Questi, così, si libererebbe di un fastidio. Un conto è muovere i fili del governo senza sporcarsi le mani, come sta facendo Zingaretti in qualità di responsabile del Nazareno; un conto è amministrare sul serio, magari inciampando in svarioni tipo il Mascherinagate, che non gli è esploso tra le mani solo grazie a una magistratura occasionalmente clemente. Tanto più che la giunta si regge grazie al patto di desistenza con i 5 stelle, guidati da Roberta Lombardi, capogruppo del Movimento in Consiglio e fautrice ante litteram dell’asse con la sinistra – anche se, nel 2018, Zingaretti la spuntò piuttosto in virtù della candidatura in solitaria di Sergio Pirozzi, ex sindaco di Amatrice, che tolse al centrodestra quel tanto di voti necessari alla vittoria (finì 32,9% a 31,1%).

Tuttavia, Zinga potrebbe pure pensare a un percorso diverso, giacché le grane non gli mancano nemmeno dentro il Pd e nel confronto con la maggioranza giallorossa. Sempre scricchiolante, sempre a rischio incidenti (s’è visto ieri a Montecitorio), sempre condizionata da Matteo Renzi, per quanto ridotto a percentuali da prefisso, sempre appesa alla mediazione di Giuseppe Conte, che per questo motivo si è ormai convinto della propria indispensabilità. L’Ulivo 2.0 sognato dal segretario pd è tuttora lungi dal materializzarsi: la resistenza grillina cadrà, ma non è che dentro il suo partito siano tutti felici dell’abbraccio con il M5s. Anzi.

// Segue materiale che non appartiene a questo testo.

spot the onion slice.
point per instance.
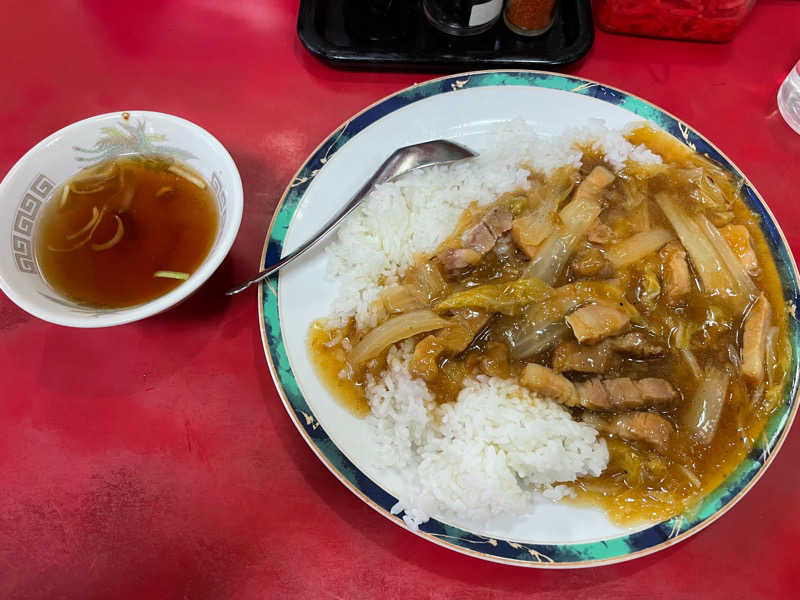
(703, 411)
(88, 226)
(114, 240)
(396, 329)
(172, 275)
(91, 184)
(187, 176)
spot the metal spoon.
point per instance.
(403, 160)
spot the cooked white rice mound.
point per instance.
(486, 455)
(376, 244)
(498, 447)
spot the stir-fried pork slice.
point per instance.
(589, 262)
(636, 345)
(600, 233)
(477, 240)
(623, 393)
(574, 357)
(677, 280)
(528, 231)
(594, 322)
(498, 221)
(640, 426)
(547, 382)
(738, 238)
(754, 340)
(592, 395)
(594, 183)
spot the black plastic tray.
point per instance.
(344, 34)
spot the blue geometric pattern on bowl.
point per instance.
(509, 551)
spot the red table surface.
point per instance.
(155, 460)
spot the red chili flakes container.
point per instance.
(701, 20)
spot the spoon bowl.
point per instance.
(401, 161)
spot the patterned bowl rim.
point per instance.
(564, 555)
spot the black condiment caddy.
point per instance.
(347, 34)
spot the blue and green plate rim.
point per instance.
(625, 547)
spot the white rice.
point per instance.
(377, 243)
(486, 455)
(498, 447)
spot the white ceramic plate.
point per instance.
(462, 108)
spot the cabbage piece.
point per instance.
(704, 409)
(507, 298)
(716, 279)
(636, 247)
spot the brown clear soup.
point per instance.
(126, 231)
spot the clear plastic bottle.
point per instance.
(789, 98)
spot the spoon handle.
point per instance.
(385, 172)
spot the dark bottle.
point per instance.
(462, 17)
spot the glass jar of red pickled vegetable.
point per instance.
(701, 20)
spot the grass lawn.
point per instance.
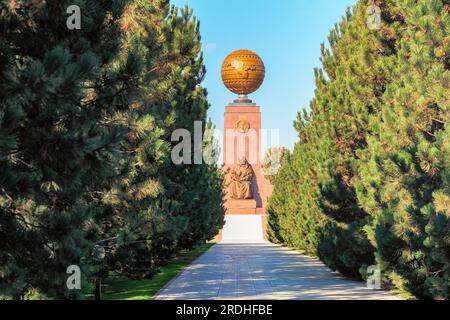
(126, 289)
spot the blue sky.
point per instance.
(286, 34)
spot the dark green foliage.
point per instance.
(368, 180)
(405, 169)
(85, 123)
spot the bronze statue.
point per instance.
(241, 177)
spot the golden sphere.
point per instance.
(243, 72)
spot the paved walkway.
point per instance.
(262, 271)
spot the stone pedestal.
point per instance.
(242, 137)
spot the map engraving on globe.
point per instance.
(243, 72)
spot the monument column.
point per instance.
(246, 189)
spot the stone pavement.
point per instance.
(262, 271)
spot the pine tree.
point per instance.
(55, 140)
(405, 170)
(158, 207)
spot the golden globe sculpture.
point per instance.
(243, 72)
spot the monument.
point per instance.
(247, 190)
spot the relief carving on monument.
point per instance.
(241, 177)
(242, 126)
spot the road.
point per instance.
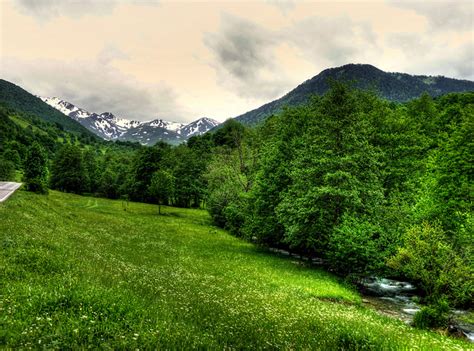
(6, 189)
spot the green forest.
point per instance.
(371, 187)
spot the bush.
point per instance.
(7, 169)
(354, 247)
(435, 315)
(428, 257)
(36, 169)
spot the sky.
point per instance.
(182, 60)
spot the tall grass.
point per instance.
(80, 272)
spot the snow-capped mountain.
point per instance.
(111, 127)
(198, 127)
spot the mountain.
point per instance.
(16, 98)
(397, 87)
(110, 127)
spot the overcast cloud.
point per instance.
(244, 58)
(455, 15)
(183, 60)
(45, 10)
(95, 87)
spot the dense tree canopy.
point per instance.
(369, 186)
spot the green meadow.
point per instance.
(79, 272)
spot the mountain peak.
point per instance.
(110, 127)
(397, 87)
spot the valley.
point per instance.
(79, 271)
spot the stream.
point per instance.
(399, 300)
(393, 298)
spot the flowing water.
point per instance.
(400, 300)
(394, 298)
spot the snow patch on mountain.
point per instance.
(111, 127)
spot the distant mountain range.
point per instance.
(110, 127)
(397, 87)
(19, 99)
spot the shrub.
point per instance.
(354, 247)
(7, 169)
(435, 315)
(428, 257)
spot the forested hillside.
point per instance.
(398, 87)
(370, 187)
(20, 100)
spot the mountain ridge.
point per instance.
(393, 86)
(110, 127)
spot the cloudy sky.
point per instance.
(181, 60)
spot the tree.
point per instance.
(68, 171)
(36, 169)
(335, 174)
(146, 162)
(7, 169)
(161, 187)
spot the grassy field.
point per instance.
(80, 272)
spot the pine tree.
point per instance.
(36, 169)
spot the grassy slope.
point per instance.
(78, 271)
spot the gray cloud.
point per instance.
(95, 87)
(245, 62)
(285, 6)
(456, 15)
(245, 58)
(333, 41)
(456, 62)
(45, 10)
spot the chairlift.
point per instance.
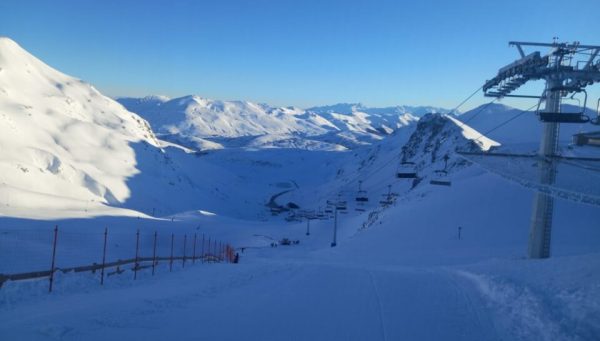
(441, 178)
(406, 170)
(596, 120)
(361, 198)
(566, 117)
(389, 198)
(441, 175)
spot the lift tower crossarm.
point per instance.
(575, 45)
(560, 69)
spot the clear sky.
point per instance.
(293, 52)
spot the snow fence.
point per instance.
(36, 254)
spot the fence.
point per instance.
(33, 254)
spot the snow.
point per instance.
(399, 272)
(193, 120)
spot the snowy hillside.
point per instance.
(525, 130)
(438, 255)
(197, 122)
(67, 150)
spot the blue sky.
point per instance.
(285, 52)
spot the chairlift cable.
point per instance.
(506, 122)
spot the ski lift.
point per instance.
(596, 121)
(441, 175)
(388, 199)
(441, 178)
(406, 170)
(361, 196)
(565, 117)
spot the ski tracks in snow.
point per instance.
(517, 310)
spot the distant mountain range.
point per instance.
(209, 124)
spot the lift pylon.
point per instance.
(567, 69)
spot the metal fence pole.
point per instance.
(104, 256)
(171, 259)
(194, 250)
(137, 251)
(52, 267)
(154, 253)
(184, 242)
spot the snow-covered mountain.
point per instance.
(65, 149)
(525, 130)
(210, 124)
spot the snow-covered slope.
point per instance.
(524, 130)
(67, 150)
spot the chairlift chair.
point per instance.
(406, 170)
(566, 117)
(441, 178)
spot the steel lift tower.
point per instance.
(568, 69)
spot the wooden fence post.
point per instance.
(137, 251)
(52, 267)
(208, 254)
(104, 256)
(154, 253)
(203, 255)
(194, 250)
(171, 260)
(184, 242)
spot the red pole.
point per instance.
(184, 242)
(154, 253)
(137, 250)
(53, 258)
(171, 260)
(194, 250)
(104, 256)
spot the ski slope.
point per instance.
(399, 270)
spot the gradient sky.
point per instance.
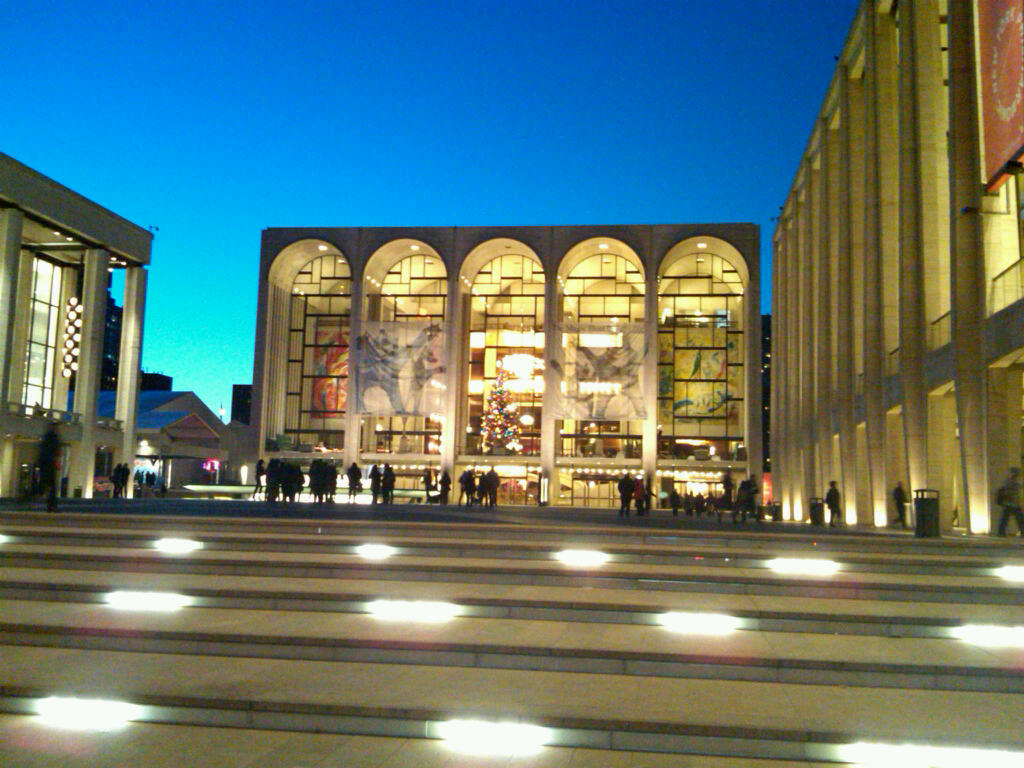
(213, 121)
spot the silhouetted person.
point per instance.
(444, 485)
(493, 481)
(675, 500)
(1009, 497)
(354, 477)
(260, 474)
(832, 502)
(387, 483)
(375, 482)
(625, 495)
(49, 456)
(899, 499)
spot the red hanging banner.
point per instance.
(1000, 52)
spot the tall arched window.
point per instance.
(700, 356)
(316, 390)
(401, 353)
(506, 323)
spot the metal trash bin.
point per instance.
(926, 513)
(817, 511)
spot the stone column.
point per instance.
(454, 328)
(808, 290)
(10, 252)
(914, 16)
(845, 385)
(90, 358)
(967, 275)
(824, 307)
(550, 437)
(873, 340)
(351, 400)
(126, 409)
(649, 388)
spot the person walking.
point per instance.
(49, 459)
(354, 477)
(625, 495)
(1009, 497)
(832, 502)
(675, 500)
(493, 482)
(444, 485)
(375, 483)
(640, 497)
(899, 499)
(387, 484)
(260, 473)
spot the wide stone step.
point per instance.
(561, 646)
(734, 719)
(27, 742)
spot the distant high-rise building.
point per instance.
(242, 400)
(156, 383)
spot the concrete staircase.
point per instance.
(276, 649)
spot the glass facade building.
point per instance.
(621, 348)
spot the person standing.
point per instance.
(444, 485)
(375, 482)
(387, 483)
(493, 481)
(1009, 497)
(354, 477)
(832, 502)
(899, 499)
(260, 474)
(640, 497)
(49, 458)
(625, 495)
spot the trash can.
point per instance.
(817, 511)
(926, 513)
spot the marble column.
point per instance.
(126, 408)
(967, 276)
(90, 361)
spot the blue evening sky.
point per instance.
(214, 120)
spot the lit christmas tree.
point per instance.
(499, 427)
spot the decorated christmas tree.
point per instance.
(499, 427)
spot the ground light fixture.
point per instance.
(87, 714)
(493, 738)
(582, 557)
(990, 636)
(429, 611)
(803, 566)
(177, 546)
(922, 756)
(375, 551)
(159, 601)
(1011, 572)
(699, 624)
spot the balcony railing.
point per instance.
(1007, 287)
(38, 412)
(939, 332)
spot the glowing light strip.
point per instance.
(501, 738)
(375, 551)
(87, 714)
(177, 546)
(582, 557)
(989, 635)
(803, 566)
(699, 624)
(163, 601)
(414, 610)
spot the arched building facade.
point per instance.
(621, 349)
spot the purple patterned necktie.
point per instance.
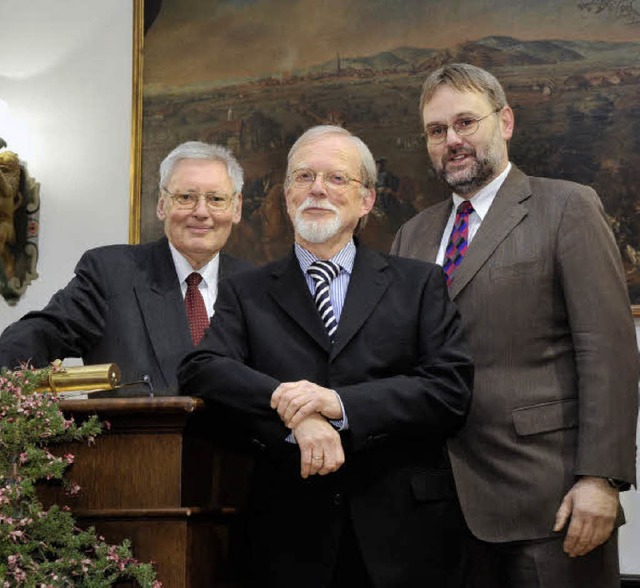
(458, 241)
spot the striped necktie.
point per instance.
(323, 273)
(458, 241)
(196, 310)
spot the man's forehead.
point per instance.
(326, 149)
(200, 168)
(450, 102)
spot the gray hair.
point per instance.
(463, 77)
(200, 150)
(368, 169)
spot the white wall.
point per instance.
(65, 73)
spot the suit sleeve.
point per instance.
(592, 277)
(217, 372)
(71, 322)
(432, 398)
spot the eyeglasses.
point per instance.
(215, 201)
(463, 127)
(333, 180)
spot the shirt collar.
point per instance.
(344, 258)
(209, 272)
(482, 200)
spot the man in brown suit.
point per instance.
(536, 274)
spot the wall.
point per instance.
(65, 73)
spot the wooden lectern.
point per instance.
(159, 478)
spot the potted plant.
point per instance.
(42, 547)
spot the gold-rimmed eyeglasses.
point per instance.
(333, 180)
(463, 126)
(215, 201)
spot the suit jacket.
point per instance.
(400, 366)
(124, 305)
(542, 296)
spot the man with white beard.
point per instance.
(349, 371)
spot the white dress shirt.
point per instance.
(481, 203)
(208, 286)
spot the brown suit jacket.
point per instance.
(543, 299)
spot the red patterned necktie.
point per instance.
(458, 241)
(196, 310)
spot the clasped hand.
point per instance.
(590, 508)
(304, 407)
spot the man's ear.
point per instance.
(161, 213)
(237, 213)
(368, 201)
(507, 122)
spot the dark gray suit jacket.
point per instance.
(542, 295)
(124, 305)
(400, 366)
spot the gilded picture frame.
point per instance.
(574, 98)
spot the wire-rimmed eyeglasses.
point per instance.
(333, 179)
(215, 201)
(463, 126)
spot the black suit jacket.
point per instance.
(124, 305)
(400, 366)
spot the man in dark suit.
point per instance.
(535, 271)
(126, 302)
(349, 407)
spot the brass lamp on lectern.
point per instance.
(86, 378)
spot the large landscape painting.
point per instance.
(254, 74)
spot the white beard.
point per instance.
(317, 231)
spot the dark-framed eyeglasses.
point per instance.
(464, 127)
(333, 179)
(215, 201)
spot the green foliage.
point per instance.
(43, 548)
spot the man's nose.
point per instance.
(201, 208)
(452, 138)
(318, 187)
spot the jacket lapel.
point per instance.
(290, 291)
(367, 285)
(504, 215)
(162, 307)
(430, 230)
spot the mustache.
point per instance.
(317, 203)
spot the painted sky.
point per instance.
(194, 41)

Tornare a occuparsi del Lazio significherebbe, inoltre, bilanciare il protagonismo di un altro governatore, Stefano Bonaccini, a capo di quella fronda che va da Vincenzo De Luca a Michele Emiliano e che si è dimostrata immune alle alterne sorti dell’esecutivo romano. A quel punto, però, resterebbe l’incognita del Campidoglio (significherebbe che il Pd vi rinuncia?). In più, Zingaretti passerebbe da generale a luogotenente. Perché il doppio incarico pesa. Ma bisogna vedere quale dei due incarichi ha più peso.